All rules are evaluated as a set

Rules are processed by number (lowest first)

Defaults

Inbound denied, outbound allowed

Default NACL allows all; you can change it

Typical Use

App-level firewalling

Broad subnet filtering and quarantine

Logging

VPC Flow Logs (via ENI or Subnet)

VPC Flow Logs (via Subnet)

Console Path

EC2 -> Security Groups

VPC -> Network ACLs

If you only remember one thing:

  • SG = stateful allow-lists on ENIs;

  • NACL = stateless allow+deny lists on subnets with ordered rules.

Why you should care

  • Reality check:

    • SGs do not support deny.

      • NACLs do.

    • SGs track connections;

      • NACLs do not.

      NACL rule order matters

      • SG rule order does not.

  • Real world: Subnet-wide quarantine, hot IP blocks, blast-radius control, and keeping your SGs clean all hinge on knowing which lever to pull.

  • Performance note: NACLs are checked per packet; SGs are connection-aware.
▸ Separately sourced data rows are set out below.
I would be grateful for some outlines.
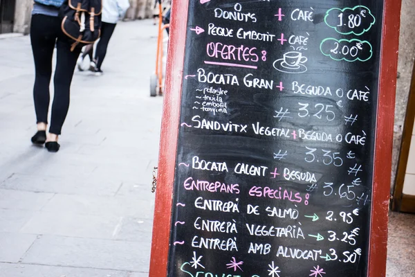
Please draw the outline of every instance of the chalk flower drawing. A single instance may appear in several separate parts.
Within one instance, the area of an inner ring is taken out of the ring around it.
[[[234,269],[234,271],[237,271],[237,267],[239,268],[241,271],[243,271],[243,270],[242,270],[242,269],[239,267],[239,265],[242,265],[242,264],[243,264],[243,262],[237,262],[237,259],[235,259],[235,257],[232,257],[232,260],[230,260],[230,262],[228,264],[226,264],[226,265],[228,266],[228,267],[226,268],[232,268]]]
[[[197,267],[201,267],[201,268],[205,268],[205,267],[203,267],[202,265],[202,264],[201,264],[201,260],[202,259],[203,256],[200,256],[199,258],[196,258],[196,251],[193,251],[193,258],[192,258],[192,262],[190,262],[190,265],[192,265],[192,267],[194,267],[195,269],[197,269]]]
[[[326,272],[323,271],[323,268],[320,268],[320,265],[317,265],[317,267],[314,267],[314,270],[311,269],[310,270],[311,271],[311,274],[310,274],[310,276],[314,276],[314,277],[318,277],[317,276],[317,274],[318,274],[320,276],[320,277],[323,277],[323,276],[322,274],[325,274]]]
[[[268,265],[268,267],[270,267],[270,269],[268,269],[268,276],[272,276],[272,277],[279,277],[279,275],[278,275],[279,273],[281,273],[281,270],[278,270],[278,267],[276,267],[274,265],[274,261],[273,261],[273,262],[270,265]]]

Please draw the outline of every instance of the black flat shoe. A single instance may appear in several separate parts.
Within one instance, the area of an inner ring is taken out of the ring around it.
[[[44,144],[46,141],[46,131],[37,131],[35,136],[32,136],[31,141],[35,144]]]
[[[57,152],[60,145],[56,141],[48,141],[45,143],[45,147],[49,152]]]

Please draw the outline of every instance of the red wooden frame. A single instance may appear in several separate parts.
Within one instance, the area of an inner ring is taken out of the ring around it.
[[[386,276],[394,120],[391,115],[395,114],[401,0],[385,0],[384,5],[369,252],[370,277]]]
[[[387,215],[390,197],[392,138],[401,0],[384,0],[382,43],[378,87],[375,149],[369,277],[386,276]],[[176,166],[188,2],[172,7],[171,35],[161,125],[158,174],[151,242],[150,277],[167,275],[173,183]]]

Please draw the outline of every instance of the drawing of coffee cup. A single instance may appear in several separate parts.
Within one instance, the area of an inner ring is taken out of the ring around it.
[[[290,67],[297,67],[301,63],[306,62],[308,59],[302,55],[300,52],[290,51],[284,54],[284,63]]]

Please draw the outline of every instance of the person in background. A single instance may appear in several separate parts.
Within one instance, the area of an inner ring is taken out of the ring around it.
[[[118,19],[124,17],[129,8],[129,0],[102,0],[101,37],[97,43],[95,58],[91,59],[93,46],[86,46],[82,55],[78,60],[77,64],[80,71],[83,71],[84,59],[88,55],[91,59],[89,70],[94,72],[96,75],[102,75],[103,72],[101,66],[107,55],[109,39],[114,32]]]
[[[71,51],[71,42],[61,29],[59,8],[64,0],[35,0],[30,24],[30,42],[35,61],[33,100],[36,111],[37,132],[32,143],[43,145],[49,152],[59,150],[59,135],[68,110],[71,83],[81,48]],[[52,58],[56,45],[56,68],[53,84],[55,94],[52,103],[50,126],[46,136],[48,111],[50,96],[49,84],[52,76]]]

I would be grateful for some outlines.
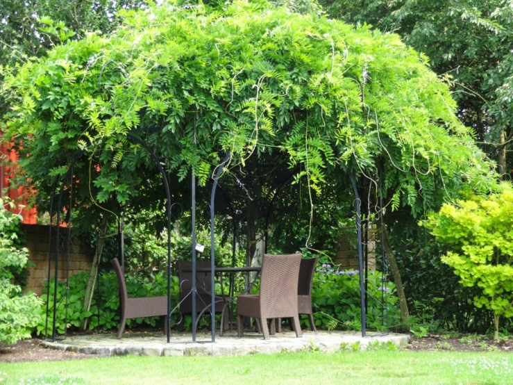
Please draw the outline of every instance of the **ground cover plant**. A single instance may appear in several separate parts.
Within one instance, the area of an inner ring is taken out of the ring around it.
[[[27,263],[26,249],[16,247],[13,227],[18,215],[8,211],[14,207],[10,201],[0,199],[0,343],[14,343],[31,336],[40,318],[37,309],[41,301],[33,293],[24,295],[22,288],[13,283],[13,271],[20,271]]]
[[[383,348],[385,349],[385,348]],[[134,370],[138,368],[139,370]],[[144,368],[144,369],[143,369]],[[389,351],[242,357],[124,357],[0,364],[6,384],[462,384],[513,382],[507,353]]]

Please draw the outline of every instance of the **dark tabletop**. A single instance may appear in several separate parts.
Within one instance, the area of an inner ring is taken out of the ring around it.
[[[259,272],[262,270],[260,267],[244,267],[244,268],[215,268],[214,272]],[[192,272],[192,269],[183,269],[184,272]],[[210,272],[210,268],[196,268],[196,272]]]

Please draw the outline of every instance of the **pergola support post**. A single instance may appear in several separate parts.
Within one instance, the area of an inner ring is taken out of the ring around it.
[[[353,185],[353,191],[355,194],[355,211],[356,212],[356,236],[358,238],[358,273],[360,275],[360,320],[362,322],[362,336],[367,335],[366,323],[367,314],[365,313],[365,293],[364,287],[364,265],[363,265],[363,250],[362,247],[362,218],[360,215],[360,195],[358,195],[358,188],[356,184],[355,176],[351,173],[348,173],[349,180]]]

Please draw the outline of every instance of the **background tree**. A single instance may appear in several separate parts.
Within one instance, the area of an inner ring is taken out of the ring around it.
[[[412,215],[461,189],[494,187],[448,85],[396,35],[263,1],[216,12],[169,1],[121,15],[108,36],[69,41],[6,72],[8,133],[42,194],[78,154],[76,179],[88,182],[78,202],[112,213],[140,197],[162,202],[148,198],[161,196],[158,171],[128,133],[154,149],[173,199],[185,202],[191,171],[206,186],[226,153],[222,180],[232,183],[283,160],[308,192],[309,226],[317,197],[345,188],[347,172],[372,185],[379,166],[389,210]],[[269,196],[269,179],[258,195]]]

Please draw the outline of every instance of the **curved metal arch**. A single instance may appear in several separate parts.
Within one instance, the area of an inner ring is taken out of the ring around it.
[[[216,192],[216,188],[217,187],[217,182],[219,180],[219,177],[221,177],[221,173],[223,172],[223,169],[224,168],[224,166],[226,165],[226,163],[228,163],[228,160],[230,159],[230,157],[231,156],[231,154],[230,152],[227,153],[226,155],[224,157],[224,159],[223,159],[223,161],[221,163],[221,164],[219,165],[217,168],[217,172],[216,172],[215,177],[214,177],[214,184],[212,186],[212,193],[210,194],[210,279],[211,281],[211,287],[212,287],[212,293],[211,293],[211,311],[212,311],[212,317],[210,317],[210,322],[212,322],[212,342],[215,342],[215,290],[214,288],[215,288],[215,275],[214,275],[214,269],[215,268],[215,242],[214,239],[215,236],[215,220],[214,220],[214,201],[215,200],[215,192]],[[195,311],[196,309],[193,309],[193,311]]]
[[[360,195],[358,195],[358,187],[353,174],[348,172],[349,181],[353,186],[353,192],[355,194],[355,211],[356,212],[356,236],[358,237],[358,273],[360,277],[360,321],[362,322],[362,336],[367,335],[367,313],[365,311],[365,290],[364,287],[363,276],[363,252],[362,247],[362,218],[360,215]]]

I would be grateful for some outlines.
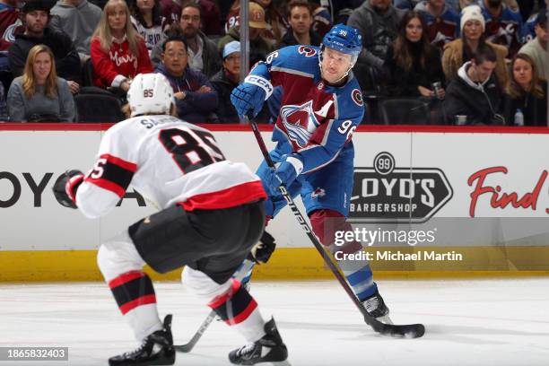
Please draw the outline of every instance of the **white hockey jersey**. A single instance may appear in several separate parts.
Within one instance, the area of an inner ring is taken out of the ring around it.
[[[259,178],[225,160],[208,130],[171,116],[140,116],[110,127],[78,187],[76,205],[87,217],[101,216],[130,185],[161,208],[180,205],[187,211],[266,198]]]

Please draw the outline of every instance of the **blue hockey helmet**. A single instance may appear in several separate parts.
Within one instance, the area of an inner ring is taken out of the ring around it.
[[[359,31],[348,25],[337,24],[326,33],[322,45],[344,54],[358,57],[362,49],[362,37]]]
If you are pushing very high packet rates, the difference shows up in behaviour and troubleshooting.

See it yourself: AWS Console Walkthroughs

Security Groups

  1. Open AWS Console -> EC2 -> Security Groups.
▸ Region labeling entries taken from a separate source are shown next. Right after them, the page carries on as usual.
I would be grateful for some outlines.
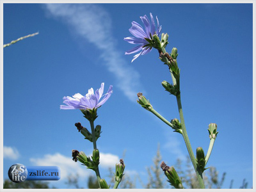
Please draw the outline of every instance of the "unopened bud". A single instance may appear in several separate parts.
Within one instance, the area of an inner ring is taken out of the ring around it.
[[[210,139],[216,139],[219,132],[217,131],[217,125],[216,124],[210,124],[209,125],[209,136]]]
[[[172,48],[171,56],[173,58],[173,60],[177,59],[177,57],[178,56],[178,49],[177,49],[176,47]]]
[[[97,149],[94,149],[92,152],[92,161],[94,163],[94,165],[97,166],[100,163],[100,152]]]
[[[79,152],[78,150],[74,150],[74,149],[72,150],[72,157],[73,157],[72,160],[75,161],[75,162],[77,161],[77,157],[79,154]]]
[[[176,189],[184,189],[180,178],[179,177],[174,167],[169,167],[164,162],[162,162],[161,167],[168,179],[168,182]]]
[[[109,186],[104,179],[100,180],[100,189],[109,189]]]
[[[98,125],[96,126],[95,129],[94,129],[95,132],[95,138],[96,138],[96,141],[98,140],[98,138],[100,136],[100,133],[101,133],[101,126]]]
[[[204,152],[202,147],[198,147],[196,148],[196,161],[197,165],[201,173],[203,173],[205,170],[205,159],[204,156]]]
[[[140,104],[141,107],[146,109],[147,110],[149,111],[152,111],[153,107],[149,102],[149,100],[147,100],[146,97],[145,97],[145,96],[143,96],[141,93],[138,93],[137,96],[138,98],[138,100],[137,100],[137,102]]]
[[[125,165],[124,163],[124,160],[120,160],[120,164],[116,164],[116,174],[115,174],[115,180],[118,182],[121,182],[122,178],[124,174],[124,171],[125,168]]]
[[[162,33],[161,37],[161,46],[162,47],[166,47],[167,44],[169,43],[168,42],[168,35],[167,33]]]

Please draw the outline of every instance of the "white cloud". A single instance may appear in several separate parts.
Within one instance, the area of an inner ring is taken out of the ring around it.
[[[90,170],[81,167],[80,162],[73,161],[72,157],[64,156],[59,153],[46,154],[42,158],[31,158],[29,161],[35,166],[58,166],[61,170],[61,179],[67,179],[67,176],[77,173],[80,177],[85,178],[90,175]]]
[[[100,49],[102,63],[115,75],[117,87],[129,99],[135,101],[137,92],[143,91],[140,88],[140,75],[122,58],[124,53],[115,48],[109,13],[92,4],[47,4],[46,8],[52,15],[71,26],[72,31]]]
[[[17,160],[20,157],[19,151],[15,147],[4,146],[3,150],[4,158]]]
[[[91,156],[90,155],[89,156]],[[45,154],[41,158],[29,159],[35,166],[58,166],[61,170],[61,179],[67,179],[69,175],[77,173],[79,177],[85,178],[92,173],[92,170],[82,166],[79,161],[76,163],[71,157],[67,157],[60,153]],[[111,154],[100,153],[100,166],[103,168],[114,168],[119,163],[117,156]]]

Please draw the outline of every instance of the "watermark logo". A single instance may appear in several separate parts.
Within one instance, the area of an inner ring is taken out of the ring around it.
[[[26,166],[17,163],[10,168],[8,176],[16,183],[24,180],[56,180],[60,179],[60,168],[56,166]]]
  2. Click a group. Inspect Inbound rules and Outbound rules tabs.

  3. Click the References/Attached resources tab to see ENIs/instances using this SG.
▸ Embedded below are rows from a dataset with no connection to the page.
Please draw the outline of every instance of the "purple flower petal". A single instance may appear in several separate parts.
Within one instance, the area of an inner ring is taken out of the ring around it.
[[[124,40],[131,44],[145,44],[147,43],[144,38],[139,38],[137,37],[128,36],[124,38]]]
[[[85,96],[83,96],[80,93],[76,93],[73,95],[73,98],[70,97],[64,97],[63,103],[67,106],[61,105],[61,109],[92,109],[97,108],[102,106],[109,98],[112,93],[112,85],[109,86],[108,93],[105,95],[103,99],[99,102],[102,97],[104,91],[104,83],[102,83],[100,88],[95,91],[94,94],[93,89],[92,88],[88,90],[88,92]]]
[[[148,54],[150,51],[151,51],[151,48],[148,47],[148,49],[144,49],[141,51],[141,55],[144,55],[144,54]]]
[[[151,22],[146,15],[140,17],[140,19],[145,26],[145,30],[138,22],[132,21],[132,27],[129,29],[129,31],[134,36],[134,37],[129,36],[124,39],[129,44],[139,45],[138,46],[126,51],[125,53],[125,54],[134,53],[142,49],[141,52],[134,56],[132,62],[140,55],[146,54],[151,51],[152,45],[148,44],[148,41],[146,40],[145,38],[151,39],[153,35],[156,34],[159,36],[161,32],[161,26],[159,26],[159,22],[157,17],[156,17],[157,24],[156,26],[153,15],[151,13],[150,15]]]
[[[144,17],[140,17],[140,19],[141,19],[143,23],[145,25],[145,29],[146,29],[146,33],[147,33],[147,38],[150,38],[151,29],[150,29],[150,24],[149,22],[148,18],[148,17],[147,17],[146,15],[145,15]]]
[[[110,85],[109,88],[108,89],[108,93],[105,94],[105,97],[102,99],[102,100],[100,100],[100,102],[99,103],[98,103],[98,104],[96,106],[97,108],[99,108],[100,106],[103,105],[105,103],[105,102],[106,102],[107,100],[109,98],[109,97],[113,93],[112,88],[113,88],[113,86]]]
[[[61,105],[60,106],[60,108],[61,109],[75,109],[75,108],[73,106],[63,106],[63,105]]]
  4. Try to add a Deny. You cannot. SGs are allow-only.

  5. Housekeeping: Filter for groups with zero attached network interfaces. Those are candidates for cleanup.

Network ACLs

  1. Open AWS Console -> VPC -> Network ACLs.

  2. Pick a NACL. Inspect Inbound rules and Outbound rules. Note the rule numbers and the implicit deny at the end.

  3. Check the Subnet associations tab to see which subnets inherit these rules.

  4. Create a Deny rule for a test source IP and give it a small rule number (for example 100) so it wins.

  5. Housekeeping: Filter for NACLs with zero subnet associations. Those are usually safe to archive or delete after review.

Pro tip: Make one small change at a time, then test. NACL mistakes are easy to make and hard to debug if you pile on changes. (been here)

Hands-on mini lab (15-30 min)

Goal: Experience stateful vs stateless behavior and allow vs deny in a safe sandbox.

Setup

  • One VPC with two public subnets: web-subnet and admin-subnet.

  • An EC2 instance in web-subnet (call it web1).

  • An EC2 instance in admin-subnet (call it admin1).

  • An Internet Gateway and route tables so both are reachable.

Security Groups

  • SG-web: inbound allow TCP 80 from 0.0.0.0/0, outbound allow all.

  • SG-admin: inbound allow TCP 22 only from your public IP, outbound allow all.

NACLs

  • NACL-web: allow inbound 80 from 0.0.0.0/0, allow ephemeral response ports outbound. No explicit deny.

  • NACL-admin: add a deny inbound rule for your home IP block as a test (for example, rule 100 deny 203.0.113.0/24), then allow the rest.

Tests

  1. From your laptop, curl http://web1-public-ip. Should work.

  2. From your laptop, ssh admin1. If your IP matches the deny in NACL-admin, you should be blocked regardless of SG.